The origin of thermogenic gas hydrates on the northern Cascadia Margin as inferred from isotopic ( 13C/ 12C and D/H) and molecular composition of hydrate and vent gas

• Published in: Organic geochemistry Vol. 36; no. 5; pp. 703 - 716
• Main Authors: Pohlman, John W., Canuel, Elizabeth A., Chapman, N. Ross, Spence, George D., Whiticar, Michael J., Coffin, Richard B.
• Format: Journal Article
• Language: English
• Published: Elsevier Ltd 01.01.2005
• ISSN: 0146-6380; 1873-5290
• DOI: 10.1016/j.orggeochem.2005.01.011

The isotopic ( δ 13C and δD) and hydrocarbon compositions of hydrate-bound and vent gas collected from the seafloor of Barkley Canyon (northern Cascadia Margin, offshore Vancouver Island, Canada) were evaluated to characterize the gas and infer the type and maturity of the source rock kerogen. The hydrate gas contained methane having δ 13C values from −43.4‰ to −42.6‰, δD values from −143‰ to −138‰ and a large percentage (14.9% to 31.9%) of C 2 to C 5+ hydrocarbons. These data are consistent with a thermogenic gas source. The data from Barkley Canyon are interpreted within the context of similar data from the Gulf of Mexico and Caspian Sea thermogenic hydrates, which occur in regions where the petroleum systems supporting gas and oil generation are better understood.

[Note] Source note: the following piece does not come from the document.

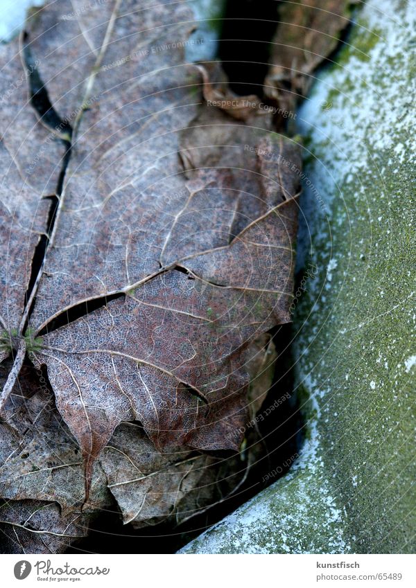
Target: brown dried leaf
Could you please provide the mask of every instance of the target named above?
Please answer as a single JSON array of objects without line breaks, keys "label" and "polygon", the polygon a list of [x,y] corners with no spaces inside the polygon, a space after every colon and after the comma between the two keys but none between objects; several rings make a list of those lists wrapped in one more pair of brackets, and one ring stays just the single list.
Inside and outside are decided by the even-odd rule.
[{"label": "brown dried leaf", "polygon": [[60,553],[87,535],[87,517],[63,517],[54,503],[8,501],[0,505],[3,553]]},{"label": "brown dried leaf", "polygon": [[267,96],[287,111],[295,109],[313,82],[313,71],[336,48],[349,22],[355,0],[295,0],[281,3],[272,41]]},{"label": "brown dried leaf", "polygon": [[[34,304],[24,314],[31,328],[21,321],[8,335],[19,353],[3,408],[27,348],[38,368],[47,366],[88,490],[122,421],[140,421],[158,451],[238,449],[253,341],[290,320],[300,158],[296,143],[270,132],[270,116],[254,113],[254,130],[205,103],[207,80],[183,63],[181,48],[153,52],[156,42],[186,39],[184,4],[80,8],[58,0],[28,24],[24,54],[39,58],[73,132]],[[68,13],[74,17],[61,18]],[[32,149],[39,145],[34,139]],[[48,434],[55,426],[48,423]],[[64,438],[62,475],[74,463]],[[31,443],[40,463],[47,435]],[[7,489],[13,496],[36,492],[24,473]],[[36,474],[40,483],[45,475],[53,496],[49,472]]]}]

A stable carbon isotope-based natural gas plot model and D/H data from the hydrate gas indicate that the source rock for the Barkley Canyon hydrate and vent gas had primarily Type III kerogen mixed with a small fraction of Type II kerogen. Oil from a seep having a pristane/phytane ratio of 3.2 was identified as a gas condensate, which supports the conclusions drawn from the gas data. A mechanism for explaining how fluids are conducted from the deep petroleum reservoir to the seafloor of Barkley Canyon is proposed.